Median wage growth in May was 17.8%, which is just slightly lower than the growth rate of average gross wages. In our view, this might indicate that the increase in non-regular gross earnings is now more evenly spread across income deciles. On top of this, the fact that the pace of wage growth picked up significantly in some sectors compared with the previous month also points to a ‘bonus effect’. These sectors include financial services and the energy industry, with the latter also topping the ranking of sectors in terms of the pace of wage growth in May.
Dynamic wage growth can likewise be observed in sectors where labour shortages remain significant, such as manufacturing, agriculture, and logistics.
Nominal and real wage growth (% YoY)
As positive as these figures look, the purchasing power of wages has nevertheless declined, with real wages shrinking by 3% in May, as high inflation continued to dampen households’ purchasing power. However, there has been a notable improvement compared to previous months, as real wages have fallen by 6.9% both in March and April. Nevertheless, May is the ninth consecutive month in which real wage growth has been negative, and we believe that this trend will continue for a while with a turnaround possible around September this year.
Wage dynamics (three-month moving average, % YoY)
Going forward, we expect the 2023 full-year wage growth to be around 15-16%. As cumulative average wage growth was 13.2% in the first five months of the year, we expect some strengthening for the rest of the year. One reason for this is the wage agreement reached during the year for some parts of the public sector. In addition, as the economy slowly recovers in the second half of the year, demand for labour may pick up and push up the pace of wage growth further.
Despite the 15-16% full-year average wage growth, we expect household purchasing power to continue to fall for most of the year. As per our latest forecast, we expect inflation to average around 18% for the full year, and thereby real wages to fall by 2-3% on an annual basis. However, as inflation will display a downward-sloping trajectory this year, we believe that the story of real wages will follow a similar profile. In our view, positive real wage growth could return towards the end of the year, most likely as early as September.

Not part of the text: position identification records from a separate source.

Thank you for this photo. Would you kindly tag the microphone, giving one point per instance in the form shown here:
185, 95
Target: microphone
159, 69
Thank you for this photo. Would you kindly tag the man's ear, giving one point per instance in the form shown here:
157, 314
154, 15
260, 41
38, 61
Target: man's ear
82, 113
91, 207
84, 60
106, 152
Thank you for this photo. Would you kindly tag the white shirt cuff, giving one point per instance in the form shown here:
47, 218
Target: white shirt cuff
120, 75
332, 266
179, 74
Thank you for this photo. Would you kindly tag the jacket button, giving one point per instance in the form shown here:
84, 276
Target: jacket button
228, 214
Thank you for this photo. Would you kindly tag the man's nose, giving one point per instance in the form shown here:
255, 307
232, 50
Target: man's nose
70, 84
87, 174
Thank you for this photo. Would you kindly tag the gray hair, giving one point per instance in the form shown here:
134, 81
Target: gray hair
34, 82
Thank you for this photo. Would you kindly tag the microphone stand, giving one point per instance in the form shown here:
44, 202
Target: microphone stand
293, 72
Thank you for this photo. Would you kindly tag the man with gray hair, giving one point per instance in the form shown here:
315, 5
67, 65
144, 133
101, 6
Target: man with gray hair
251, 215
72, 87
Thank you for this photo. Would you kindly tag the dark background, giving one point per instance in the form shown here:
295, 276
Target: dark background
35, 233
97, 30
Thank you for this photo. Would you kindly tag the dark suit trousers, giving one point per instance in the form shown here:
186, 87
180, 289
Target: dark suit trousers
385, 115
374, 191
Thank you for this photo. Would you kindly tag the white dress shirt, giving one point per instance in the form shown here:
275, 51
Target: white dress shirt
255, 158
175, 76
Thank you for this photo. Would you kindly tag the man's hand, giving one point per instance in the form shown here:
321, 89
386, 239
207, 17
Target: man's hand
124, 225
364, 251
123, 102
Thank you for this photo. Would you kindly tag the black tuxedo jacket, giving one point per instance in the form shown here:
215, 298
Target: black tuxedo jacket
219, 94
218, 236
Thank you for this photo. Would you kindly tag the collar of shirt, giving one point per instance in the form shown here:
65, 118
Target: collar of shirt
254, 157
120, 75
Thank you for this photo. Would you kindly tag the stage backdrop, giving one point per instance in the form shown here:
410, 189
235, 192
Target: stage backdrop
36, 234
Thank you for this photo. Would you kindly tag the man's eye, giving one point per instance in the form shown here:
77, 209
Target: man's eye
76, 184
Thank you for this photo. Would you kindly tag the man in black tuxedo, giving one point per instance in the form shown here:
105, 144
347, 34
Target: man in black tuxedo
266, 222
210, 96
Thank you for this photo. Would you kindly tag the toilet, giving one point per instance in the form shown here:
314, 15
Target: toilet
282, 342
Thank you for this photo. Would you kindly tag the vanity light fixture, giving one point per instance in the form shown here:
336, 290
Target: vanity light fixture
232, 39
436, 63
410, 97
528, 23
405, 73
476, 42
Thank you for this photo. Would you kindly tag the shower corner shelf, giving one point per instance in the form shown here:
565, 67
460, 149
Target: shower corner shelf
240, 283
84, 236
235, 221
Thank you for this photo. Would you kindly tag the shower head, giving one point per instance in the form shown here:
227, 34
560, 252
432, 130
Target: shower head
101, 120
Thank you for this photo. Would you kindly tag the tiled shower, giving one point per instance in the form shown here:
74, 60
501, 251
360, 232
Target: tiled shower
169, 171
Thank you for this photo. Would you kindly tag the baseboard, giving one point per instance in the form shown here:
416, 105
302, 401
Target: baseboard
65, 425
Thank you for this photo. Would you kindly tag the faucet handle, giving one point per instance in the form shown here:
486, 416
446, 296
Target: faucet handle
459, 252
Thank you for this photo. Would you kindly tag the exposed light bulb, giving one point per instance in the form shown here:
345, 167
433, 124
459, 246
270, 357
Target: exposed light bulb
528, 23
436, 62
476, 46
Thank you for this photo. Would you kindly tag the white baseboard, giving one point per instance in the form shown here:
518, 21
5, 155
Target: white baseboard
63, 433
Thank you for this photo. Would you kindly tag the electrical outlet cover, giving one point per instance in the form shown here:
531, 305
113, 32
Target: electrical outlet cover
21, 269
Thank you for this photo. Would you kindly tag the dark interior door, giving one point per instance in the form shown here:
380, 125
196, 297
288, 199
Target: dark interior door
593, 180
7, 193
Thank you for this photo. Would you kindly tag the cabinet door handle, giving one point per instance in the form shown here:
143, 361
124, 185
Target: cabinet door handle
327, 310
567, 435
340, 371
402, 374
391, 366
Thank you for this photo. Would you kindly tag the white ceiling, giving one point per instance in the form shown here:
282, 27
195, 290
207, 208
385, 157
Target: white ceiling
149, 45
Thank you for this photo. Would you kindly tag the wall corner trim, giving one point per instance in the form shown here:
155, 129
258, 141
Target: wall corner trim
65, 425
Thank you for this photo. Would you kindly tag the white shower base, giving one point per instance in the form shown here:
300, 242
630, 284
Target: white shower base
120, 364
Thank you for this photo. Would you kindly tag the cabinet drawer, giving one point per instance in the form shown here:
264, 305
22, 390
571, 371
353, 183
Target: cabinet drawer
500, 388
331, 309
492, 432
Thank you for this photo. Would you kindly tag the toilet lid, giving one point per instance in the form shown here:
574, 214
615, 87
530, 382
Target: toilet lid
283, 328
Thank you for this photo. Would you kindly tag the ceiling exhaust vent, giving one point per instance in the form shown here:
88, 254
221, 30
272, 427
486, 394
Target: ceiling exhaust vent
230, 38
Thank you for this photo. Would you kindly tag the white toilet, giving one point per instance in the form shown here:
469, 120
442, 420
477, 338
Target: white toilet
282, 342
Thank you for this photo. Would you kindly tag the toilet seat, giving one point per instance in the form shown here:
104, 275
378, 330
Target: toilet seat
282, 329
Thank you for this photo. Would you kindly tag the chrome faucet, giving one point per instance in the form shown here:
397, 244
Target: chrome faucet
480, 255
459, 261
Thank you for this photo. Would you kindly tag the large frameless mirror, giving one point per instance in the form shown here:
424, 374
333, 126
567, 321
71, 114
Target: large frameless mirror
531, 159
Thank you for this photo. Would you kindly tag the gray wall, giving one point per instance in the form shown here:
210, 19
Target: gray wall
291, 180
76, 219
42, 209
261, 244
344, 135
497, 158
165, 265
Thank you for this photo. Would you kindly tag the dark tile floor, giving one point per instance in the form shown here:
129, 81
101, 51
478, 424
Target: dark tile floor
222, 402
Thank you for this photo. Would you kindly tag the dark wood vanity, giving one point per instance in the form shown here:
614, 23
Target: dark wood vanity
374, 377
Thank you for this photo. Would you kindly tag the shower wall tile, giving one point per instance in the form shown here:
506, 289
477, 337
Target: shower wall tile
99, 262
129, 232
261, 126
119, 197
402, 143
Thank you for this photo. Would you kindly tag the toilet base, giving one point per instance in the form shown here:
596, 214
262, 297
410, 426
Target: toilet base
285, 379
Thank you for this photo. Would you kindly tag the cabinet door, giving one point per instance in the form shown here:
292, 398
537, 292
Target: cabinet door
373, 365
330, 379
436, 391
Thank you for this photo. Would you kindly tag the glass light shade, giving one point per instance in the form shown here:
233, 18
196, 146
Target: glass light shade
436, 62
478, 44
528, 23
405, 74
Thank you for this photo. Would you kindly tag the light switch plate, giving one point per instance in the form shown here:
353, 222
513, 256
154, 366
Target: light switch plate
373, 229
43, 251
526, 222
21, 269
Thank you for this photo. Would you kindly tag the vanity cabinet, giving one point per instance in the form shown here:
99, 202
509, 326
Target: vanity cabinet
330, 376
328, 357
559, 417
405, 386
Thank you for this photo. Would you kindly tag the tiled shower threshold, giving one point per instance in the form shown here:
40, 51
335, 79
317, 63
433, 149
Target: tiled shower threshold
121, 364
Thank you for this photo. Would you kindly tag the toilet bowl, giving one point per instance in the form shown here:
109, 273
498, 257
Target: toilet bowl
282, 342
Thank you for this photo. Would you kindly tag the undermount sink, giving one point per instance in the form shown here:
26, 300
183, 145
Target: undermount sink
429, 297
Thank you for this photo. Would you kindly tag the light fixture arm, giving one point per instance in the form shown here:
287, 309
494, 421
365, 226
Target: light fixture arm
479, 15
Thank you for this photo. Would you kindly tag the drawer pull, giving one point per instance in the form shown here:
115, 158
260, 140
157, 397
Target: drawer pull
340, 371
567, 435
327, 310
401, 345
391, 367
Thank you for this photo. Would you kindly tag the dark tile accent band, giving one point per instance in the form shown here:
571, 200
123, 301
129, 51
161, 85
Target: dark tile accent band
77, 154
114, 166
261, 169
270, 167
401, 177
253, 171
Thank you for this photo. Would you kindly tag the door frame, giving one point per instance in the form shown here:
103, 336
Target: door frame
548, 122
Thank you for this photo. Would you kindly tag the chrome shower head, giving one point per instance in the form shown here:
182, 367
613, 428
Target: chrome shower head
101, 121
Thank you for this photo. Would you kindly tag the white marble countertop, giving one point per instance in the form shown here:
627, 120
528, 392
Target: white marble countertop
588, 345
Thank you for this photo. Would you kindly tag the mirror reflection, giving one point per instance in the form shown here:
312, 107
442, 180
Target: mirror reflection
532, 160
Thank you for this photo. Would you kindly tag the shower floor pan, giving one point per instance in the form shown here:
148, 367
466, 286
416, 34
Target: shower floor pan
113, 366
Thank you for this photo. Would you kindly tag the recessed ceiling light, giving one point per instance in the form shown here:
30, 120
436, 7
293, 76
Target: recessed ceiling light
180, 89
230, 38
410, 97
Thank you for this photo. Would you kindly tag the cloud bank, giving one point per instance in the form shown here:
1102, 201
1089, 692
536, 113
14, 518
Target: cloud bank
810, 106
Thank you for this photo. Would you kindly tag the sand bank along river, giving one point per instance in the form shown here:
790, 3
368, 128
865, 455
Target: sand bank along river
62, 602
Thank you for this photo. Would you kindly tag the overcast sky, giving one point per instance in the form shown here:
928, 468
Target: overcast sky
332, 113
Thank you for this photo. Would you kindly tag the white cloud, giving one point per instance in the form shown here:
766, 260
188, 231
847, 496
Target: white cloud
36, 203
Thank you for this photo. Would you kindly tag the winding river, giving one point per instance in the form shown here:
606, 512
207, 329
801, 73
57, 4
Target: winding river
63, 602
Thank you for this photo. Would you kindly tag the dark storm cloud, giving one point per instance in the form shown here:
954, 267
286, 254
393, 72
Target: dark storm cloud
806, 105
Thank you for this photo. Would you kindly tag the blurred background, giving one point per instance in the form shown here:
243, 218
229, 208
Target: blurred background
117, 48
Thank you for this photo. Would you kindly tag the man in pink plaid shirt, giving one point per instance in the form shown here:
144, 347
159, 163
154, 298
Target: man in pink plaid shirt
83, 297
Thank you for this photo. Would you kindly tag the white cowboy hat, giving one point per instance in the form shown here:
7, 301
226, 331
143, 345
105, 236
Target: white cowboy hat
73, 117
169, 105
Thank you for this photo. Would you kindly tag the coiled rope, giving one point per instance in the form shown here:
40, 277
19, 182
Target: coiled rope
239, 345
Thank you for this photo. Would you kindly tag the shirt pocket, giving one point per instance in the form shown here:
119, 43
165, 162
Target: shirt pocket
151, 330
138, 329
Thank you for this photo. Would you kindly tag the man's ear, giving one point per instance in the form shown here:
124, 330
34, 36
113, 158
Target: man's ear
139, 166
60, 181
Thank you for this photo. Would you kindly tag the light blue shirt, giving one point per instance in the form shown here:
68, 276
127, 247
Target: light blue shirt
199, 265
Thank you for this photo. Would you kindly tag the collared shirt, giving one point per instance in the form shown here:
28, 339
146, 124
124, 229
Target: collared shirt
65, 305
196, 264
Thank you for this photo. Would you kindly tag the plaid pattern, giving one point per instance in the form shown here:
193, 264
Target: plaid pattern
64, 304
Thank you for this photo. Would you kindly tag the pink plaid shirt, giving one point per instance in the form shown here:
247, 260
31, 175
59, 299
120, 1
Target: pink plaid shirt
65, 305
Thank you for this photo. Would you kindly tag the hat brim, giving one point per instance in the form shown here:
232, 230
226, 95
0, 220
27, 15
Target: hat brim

The main question remains whether this will fuel consumption and thus elevate inflationary risks, or boost savings and thereby lower growth prospects. In our view, the latter is more likely, given that households have already tapped into their savings significantly to offset the impact of extreme inflation. This is the reason we believe that the forthcoming positive income shock at the end of the year implies less upside impact on inflation and more downside on growth.